EVENTA Grand Challenge - ACM Multimedia 2025
Dublin, Ireland, Oct. 27-31, 2025

The EVENTA 2025 Grand Challenge focuses on image-caption retrieval and generation. We aim to integrate contextual details and event-related information to create comprehensive, narrative-driven captions that go beyond simple visual analysis. Therefore, the captions provide richer, more comprehensive information about an image. These captions go beyond simple visual descriptions by offering deeper insights, including the names and attributes of objects, the timing, context, outcomes of events, and other crucial details - information that cannot be gleaned from merely observing the image.


🚀 Top-ranked teams will be invited to submit a paper to ACM Multimedia and present at the conference, subject to peer review.

To participate in the EVENTA 2025 Grand Challenge, please first register by submitting the form.

Track 1: Event-Enriched Image Retrieval and Captioning

This track aims to generate captions that provide richer, more comprehensive information about an image.
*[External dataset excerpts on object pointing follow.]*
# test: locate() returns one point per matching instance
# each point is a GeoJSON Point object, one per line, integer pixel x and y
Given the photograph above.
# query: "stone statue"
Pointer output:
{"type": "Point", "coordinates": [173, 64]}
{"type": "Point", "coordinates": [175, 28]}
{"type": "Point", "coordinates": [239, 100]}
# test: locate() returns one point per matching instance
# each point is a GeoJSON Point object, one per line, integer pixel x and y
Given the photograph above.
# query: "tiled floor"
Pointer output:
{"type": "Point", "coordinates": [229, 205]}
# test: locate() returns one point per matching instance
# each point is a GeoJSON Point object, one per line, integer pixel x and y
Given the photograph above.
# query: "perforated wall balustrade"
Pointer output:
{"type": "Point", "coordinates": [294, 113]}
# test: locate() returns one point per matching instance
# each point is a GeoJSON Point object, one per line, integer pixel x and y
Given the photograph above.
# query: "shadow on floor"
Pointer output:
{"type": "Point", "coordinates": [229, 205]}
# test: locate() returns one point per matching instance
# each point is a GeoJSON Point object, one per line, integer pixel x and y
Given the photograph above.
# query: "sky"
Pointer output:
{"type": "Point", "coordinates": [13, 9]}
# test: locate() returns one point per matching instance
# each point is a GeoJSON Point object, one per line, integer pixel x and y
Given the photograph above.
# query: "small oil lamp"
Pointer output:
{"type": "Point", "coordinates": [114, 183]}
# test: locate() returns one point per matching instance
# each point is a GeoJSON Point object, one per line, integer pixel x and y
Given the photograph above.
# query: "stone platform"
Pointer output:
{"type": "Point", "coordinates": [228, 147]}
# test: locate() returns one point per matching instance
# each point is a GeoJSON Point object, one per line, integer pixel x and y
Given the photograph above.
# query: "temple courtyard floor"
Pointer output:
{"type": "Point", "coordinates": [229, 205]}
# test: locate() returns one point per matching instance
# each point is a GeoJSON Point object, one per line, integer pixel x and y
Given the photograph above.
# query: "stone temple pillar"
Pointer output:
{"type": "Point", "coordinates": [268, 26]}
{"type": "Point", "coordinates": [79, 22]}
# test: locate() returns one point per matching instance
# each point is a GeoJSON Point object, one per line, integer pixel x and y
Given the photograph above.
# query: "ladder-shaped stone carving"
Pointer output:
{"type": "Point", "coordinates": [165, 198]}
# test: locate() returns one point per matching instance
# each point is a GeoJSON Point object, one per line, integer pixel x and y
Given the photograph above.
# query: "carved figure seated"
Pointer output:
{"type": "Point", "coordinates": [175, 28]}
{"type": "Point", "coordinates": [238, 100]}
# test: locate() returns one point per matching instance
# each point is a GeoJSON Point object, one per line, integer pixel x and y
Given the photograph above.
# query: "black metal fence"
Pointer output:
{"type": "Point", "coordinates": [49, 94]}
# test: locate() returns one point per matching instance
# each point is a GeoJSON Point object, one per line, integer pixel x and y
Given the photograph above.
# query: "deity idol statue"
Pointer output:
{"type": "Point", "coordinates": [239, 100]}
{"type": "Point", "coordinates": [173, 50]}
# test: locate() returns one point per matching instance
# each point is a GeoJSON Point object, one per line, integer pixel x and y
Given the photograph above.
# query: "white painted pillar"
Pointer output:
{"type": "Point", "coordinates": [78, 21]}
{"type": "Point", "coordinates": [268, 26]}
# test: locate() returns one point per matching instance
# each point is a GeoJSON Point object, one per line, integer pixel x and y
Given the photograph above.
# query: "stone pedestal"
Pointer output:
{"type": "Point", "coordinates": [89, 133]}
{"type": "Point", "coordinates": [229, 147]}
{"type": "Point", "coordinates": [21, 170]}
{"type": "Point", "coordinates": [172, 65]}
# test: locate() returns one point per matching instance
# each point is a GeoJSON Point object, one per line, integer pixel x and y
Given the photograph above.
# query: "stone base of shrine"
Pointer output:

These captions go beyond simple visual descriptions by offering deeper insights, including the names and attributes of objects, the timing, context, outcomes of events, and other crucial details—information that cannot be gleaned from merely observing the image. Given an image, participants are required to search relevant articles in a provided external database and extract necessary information to enrich the image caption. This retrieval augmentation generation track facilitates the creation of more coherent and detailed narratives, capturing not only the visible elements but also the underlying context and significance of the scene, ultimately offering a more complete understanding of what the image represents. More details here.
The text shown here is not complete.